# is a sprayer necessary?



## krubs (Jun 24, 2018)

i was using a lawn company to do my weed & feed and recently determined it's in my best interest to do it myself after they did a blanket spray of post-emergent with a temperature threshold on a 90+ degree day. I already ordered a $200 lesco spreader but i was wondering if I could get away with only using granular products for a while or do i need to also invest in a sprayer?

I have a 10k sq ft yard.


----------



## Spammage (Apr 30, 2017)

You can get by without it if you aren't wanting to try pgr apps to slow down the growth rate, but with pre-emergent apps, blanket apps of post-emergent herbicides, fungicide apps, and insecticide apps, my sprayer has already paid for itself because the products are so much cheaper than granular products.


----------



## Ecks from Tex (Apr 26, 2018)

krubs said:


> i was using a lawn company to do my weed & feed and recently determined it's in my best interest to do it myself after they did a blanket spray of post-emergent with a temperature threshold on a 90+ degree day. I already ordered a $200 lesco spreader but i was wondering if I could get away with only using granular products for a while or do i need to also invest in a sprayer?
> 
> I have a 10k sq ft yard.


Sprayer not necessary right now because you're in excessive temps. You can find granular for any applications you might need like a fungicide. Good call on taking over. But at the end of the day I think a small investment in a sprayer is a must; liquid products are cheaper and some of the best lawn products you will use are only in liquid form. You could easily wait until the fall or even next January to get your sprayer.


----------



## krubs (Jun 24, 2018)

What is your guys opinion on a hose-end sprayer, like the Ortho dial n spray?


----------



## Ware (Jan 28, 2017)

krubs said:


> What is your guys opinion on a hose-end sprayer, like the Ortho dial n spray?


I think it's fine for some things, but I wouldn't use one for most of the things I spray.


----------



## Ware (Jan 28, 2017)

I'm going to move this to the Equipment & Tools subforum so the cool season guys might join the discussion. Good topic.


----------



## jessehurlburt (Oct 18, 2017)

I got a $50 manual pump Chapin backpack sprayer at walmart this spring and I love it. I looked at the cost per app of pre-m granular vs spray- the backpack sprayer does pay for itself quickly. Compared to hose end sprayers, they let you get a much finer mist for better coverage and allow you to target your lawn pests much more efficiently. The hose end sprayers are nice for some things, like spraying humic, or dish soap.


----------



## Movingshrub (Jun 12, 2017)

krubs said:


> What is your guys opinion on a hose-end sprayer, like the Ortho dial n spray?

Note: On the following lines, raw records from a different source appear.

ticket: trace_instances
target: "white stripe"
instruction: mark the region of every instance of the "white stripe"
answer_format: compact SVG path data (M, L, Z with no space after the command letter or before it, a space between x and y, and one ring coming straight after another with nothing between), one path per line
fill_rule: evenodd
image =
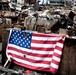
M51 57L50 58L42 58L42 57L35 57L35 56L30 56L30 55L26 55L26 58L29 59L33 59L33 60L45 60L45 61L50 61L51 62Z
M59 50L57 50L57 49L55 49L54 52L57 53L57 54L59 54L59 55L62 55L62 51L59 51Z
M32 40L47 40L47 41L57 41L59 40L59 37L36 37L36 36L32 36Z
M37 43L31 43L32 47L39 47L39 48L55 48L56 44L37 44Z
M25 65L27 64L27 65L32 65L32 66L36 66L36 67L50 68L50 64L33 63L33 62L25 61L22 59L18 59L18 58L13 58L13 59L16 60L17 62L23 63Z
M55 69L58 69L58 65L54 64L54 63L51 63L51 67L55 68Z
M16 51L8 51L7 52L7 54L8 53L11 53L11 54L15 54L15 55L18 55L18 56L21 56L21 57L24 57L24 54L22 54L22 53L19 53L19 52L16 52ZM9 58L9 56L8 56L8 58ZM26 54L26 58L29 58L29 59L33 59L33 60L45 60L45 61L51 61L51 58L44 58L44 57L36 57L36 56L31 56L31 55L27 55Z
M13 45L13 44L9 44L8 45L9 47L14 47L16 49L19 49L21 51L25 51L25 52L29 52L29 53L37 53L37 54L53 54L53 51L40 51L40 50L31 50L31 49L26 49L26 48L23 48L23 47L19 47L19 46L16 46L16 45Z
M59 43L59 42L57 42L57 46L63 48L63 43Z
M53 56L53 59L57 62L60 62L60 58L56 57L56 56Z

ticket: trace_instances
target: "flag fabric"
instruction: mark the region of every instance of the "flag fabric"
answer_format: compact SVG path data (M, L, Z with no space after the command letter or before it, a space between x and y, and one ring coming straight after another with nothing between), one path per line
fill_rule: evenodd
M39 71L56 73L65 36L11 30L6 54L15 64Z

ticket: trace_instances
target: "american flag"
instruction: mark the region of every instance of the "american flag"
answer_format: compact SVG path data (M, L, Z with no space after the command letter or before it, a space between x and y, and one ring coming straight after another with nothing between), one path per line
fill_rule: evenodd
M15 64L56 73L61 60L65 37L53 34L12 30L6 54Z

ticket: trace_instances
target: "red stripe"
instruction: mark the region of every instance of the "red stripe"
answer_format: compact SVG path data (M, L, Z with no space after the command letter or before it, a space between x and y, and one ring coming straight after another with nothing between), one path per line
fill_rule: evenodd
M32 40L32 43L38 44L56 44L57 41L50 41L50 40Z
M59 62L58 61L56 61L56 60L52 60L52 63L54 63L54 64L56 64L56 65L59 65Z
M20 49L14 48L14 47L9 47L8 46L8 50L10 51L16 51L22 54L27 54L27 55L31 55L31 56L36 56L36 57L48 57L50 58L52 56L52 54L37 54L37 53L30 53L30 52L26 52L26 51L22 51Z
M50 68L50 71L51 71L52 73L54 73L54 74L55 74L55 73L57 72L57 69L56 69L56 68L51 67L51 68Z
M60 54L57 54L57 53L54 53L53 56L56 56L58 58L61 58L61 55Z
M13 62L15 64L18 64L18 65L26 67L26 68L28 67L28 68L33 69L33 70L39 70L39 71L44 71L44 72L51 72L50 68L36 67L36 66L33 66L33 65L23 64L23 63L20 63L20 62L17 62L17 61L13 61Z
M40 50L40 51L53 51L54 48L40 48L40 47L31 47L32 50Z
M27 58L27 56L26 57L22 57L22 56L13 54L13 53L12 54L8 53L8 55L11 55L13 57L13 60L14 60L14 58L18 58L18 59L21 59L21 60L24 60L24 61L29 61L29 62L32 62L32 63L48 64L48 65L50 65L50 62L51 62L51 61L45 61L45 60L33 60L33 59L30 59L30 58Z
M57 34L43 34L43 33L33 33L32 36L39 36L39 37L60 37Z
M59 51L62 51L62 48L59 47L59 46L56 46L55 49L59 50Z

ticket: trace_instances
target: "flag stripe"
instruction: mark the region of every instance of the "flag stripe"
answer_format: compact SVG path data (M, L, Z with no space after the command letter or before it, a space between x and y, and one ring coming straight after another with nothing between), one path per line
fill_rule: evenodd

They have their places. I used one for a while when I first bought my house and the lawn was all weeds. I was broadcast spraying three-way. I also have used one when broadcast spraying glyphosate. I wasn't concerned about overdosing - I wanted everything to die.

With that being said, I've seen videos of people using hose end sprayers for their pre-emergent apps, but I personally don't have enough trust that the tool is going to provide an accurate measurement. I did try using on of the Chapin hose end sprayers when spraying insecticide around my house and the machine just wasn't pulling the concentrated mixture out very well (might have been too thick).


----------



## ForsheeMS (May 21, 2018)

I have a 2 gallon pump sprayer and a 31 gallon pull behind for a 1/2 acre lawn. The pump sprayer is for spot spraying herbicides and works well for that. Using it for a blanket spray would take days! The pull behind is mainly used for pre-m and fungicide apps where a blanket spray is necessary. As others have said, the spray type chemicals are much cheaper than their granular counterparts so over a few years the pull behind will easily pay for itself. I consider both of these as must have tools.

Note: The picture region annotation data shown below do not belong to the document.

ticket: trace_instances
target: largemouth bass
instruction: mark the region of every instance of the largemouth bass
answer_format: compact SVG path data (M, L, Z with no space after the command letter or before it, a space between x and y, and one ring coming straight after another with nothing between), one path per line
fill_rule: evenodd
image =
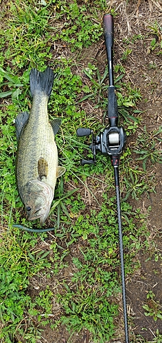
M54 74L30 72L30 91L33 102L30 114L23 112L15 119L19 141L16 174L19 192L29 220L40 218L43 224L48 216L58 177L65 172L59 167L54 139L61 123L60 119L49 121L47 103Z

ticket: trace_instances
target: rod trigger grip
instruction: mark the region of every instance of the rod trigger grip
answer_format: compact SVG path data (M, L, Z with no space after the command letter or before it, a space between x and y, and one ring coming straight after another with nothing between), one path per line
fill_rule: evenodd
M79 128L76 130L76 134L79 137L82 137L83 136L89 136L91 134L91 130L85 128Z

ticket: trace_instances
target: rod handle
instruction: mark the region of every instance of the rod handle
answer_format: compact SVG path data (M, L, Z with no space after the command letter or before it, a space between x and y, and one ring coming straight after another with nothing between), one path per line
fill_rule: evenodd
M76 130L76 134L79 137L82 137L83 136L89 136L91 134L91 130L85 128L79 128Z
M114 21L112 14L104 16L104 33L106 49L113 47L114 43Z

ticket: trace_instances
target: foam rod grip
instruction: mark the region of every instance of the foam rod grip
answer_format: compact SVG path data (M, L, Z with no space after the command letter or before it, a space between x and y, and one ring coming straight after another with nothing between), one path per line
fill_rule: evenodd
M112 14L104 16L104 33L106 47L113 47L114 43L114 21Z
M89 136L91 133L91 130L88 128L80 128L76 130L76 134L79 137L83 136Z

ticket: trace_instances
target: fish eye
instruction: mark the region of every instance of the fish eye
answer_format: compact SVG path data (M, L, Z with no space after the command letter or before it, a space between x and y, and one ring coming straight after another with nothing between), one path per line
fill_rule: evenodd
M26 211L27 211L27 212L29 212L30 211L31 211L31 207L30 206L26 206Z

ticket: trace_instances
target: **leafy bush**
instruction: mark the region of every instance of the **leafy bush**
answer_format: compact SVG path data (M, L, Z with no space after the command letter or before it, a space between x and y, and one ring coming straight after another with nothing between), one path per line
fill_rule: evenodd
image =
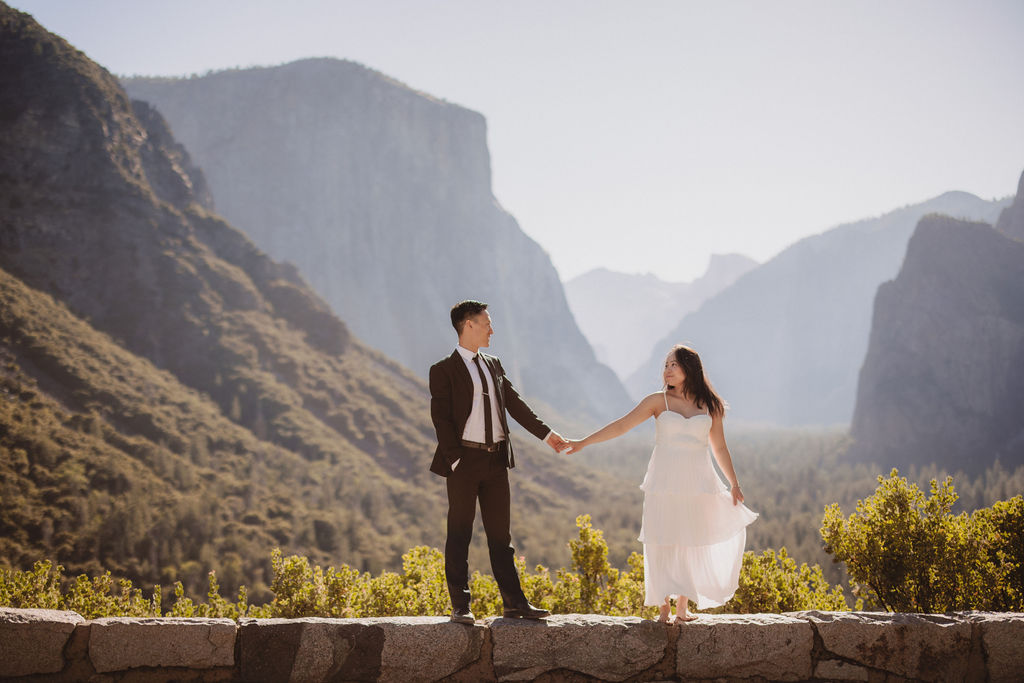
M825 509L825 550L845 562L854 594L893 611L1020 609L1024 502L952 514L952 477L931 482L926 497L892 470L857 510L844 518Z
M572 568L552 573L537 565L528 570L523 558L516 566L526 597L536 605L555 613L601 613L638 615L652 618L656 607L644 606L643 557L633 553L629 569L608 563L608 546L590 515L577 518L578 538L569 542ZM800 569L783 549L777 559L744 557L740 591L727 608L736 611L777 611L779 609L844 609L842 589L829 593L820 568ZM768 558L769 553L763 557ZM208 574L206 602L185 595L181 582L174 585L174 599L162 610L162 589L154 587L146 600L128 580L115 582L110 572L94 579L80 574L66 582L63 567L48 561L37 562L31 571L0 569L0 604L13 607L71 609L87 618L97 616L395 616L437 615L450 609L444 581L444 556L436 548L417 546L402 556L402 572L384 571L377 577L360 573L343 564L340 568L312 565L300 555L286 557L280 549L271 553L273 599L260 606L250 605L246 588L236 602L220 595L217 574ZM68 583L67 590L61 585ZM475 571L470 580L472 609L479 617L501 614L502 598L494 578ZM836 597L838 596L838 597ZM731 606L731 607L730 607Z
M800 567L785 548L776 554L743 553L739 588L722 611L731 613L788 612L804 609L842 611L849 609L843 587L829 586L817 564Z

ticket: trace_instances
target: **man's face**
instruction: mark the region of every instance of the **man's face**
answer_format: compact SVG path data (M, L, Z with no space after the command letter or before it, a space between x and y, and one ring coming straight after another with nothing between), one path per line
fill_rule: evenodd
M466 336L466 341L478 348L490 346L490 335L495 334L495 329L490 327L490 313L481 310L467 318L463 334Z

I'm not a fan of hose end sprayers. Just way too much that could go wrong and definitely not as accurate.


----------



## Killsocket (Mar 16, 2018)

I don't think sprayers are NECESSARY. But I do think sprayers are WORTH IT. I am one calendar year into this lawn care stuff and the piece that I love most is the Chapin backpack sprayer.

I have zero interest in hose end sprayers. I don't want to lug around 100' of hose around my yard unless it's for irrigation.


----------



## ken-n-nancy (Jul 25, 2017)

A sprayer isn't strictly required for good lawn care.

However, an inexpensive hand-pump sprayer, suitable for use on lawns of less than about 15ksqft or so, only costs about $15 at a big box store.

Having a sprayer will open up opportunities for "spot spraying" of selective herbicides and pesticides, which is a good thing to do reduce herbicide / pesticide usage (using it only where needed) and cost-savings.

Either a small hand-pump sprayer and/or a backpack sprayer will pay for itself in cost savings vs. use of broadcast-applied granular products within a single growing season.


----------



## gene_stl (Oct 29, 2017)

10,000 square feet is starting to be a good sized lawn. Depending on your age, physical condition and inclination to drag around by hand or on your back a sprayer, I would say get the Chapin drag around or one of the other battery powered sprayers. I am never going to pump again. I too don't care much for hose end sprayers. They mainly for people who don't want to invest the time space money effort in proper equipment. The best chemicals are way too expensive and way too potent to risk using in such imprecise things.
https://thelawnforum.com/viewtopic.php?f=4&t=170
https://thelawnforum.com/viewtopic.php?f=4&t=74


----------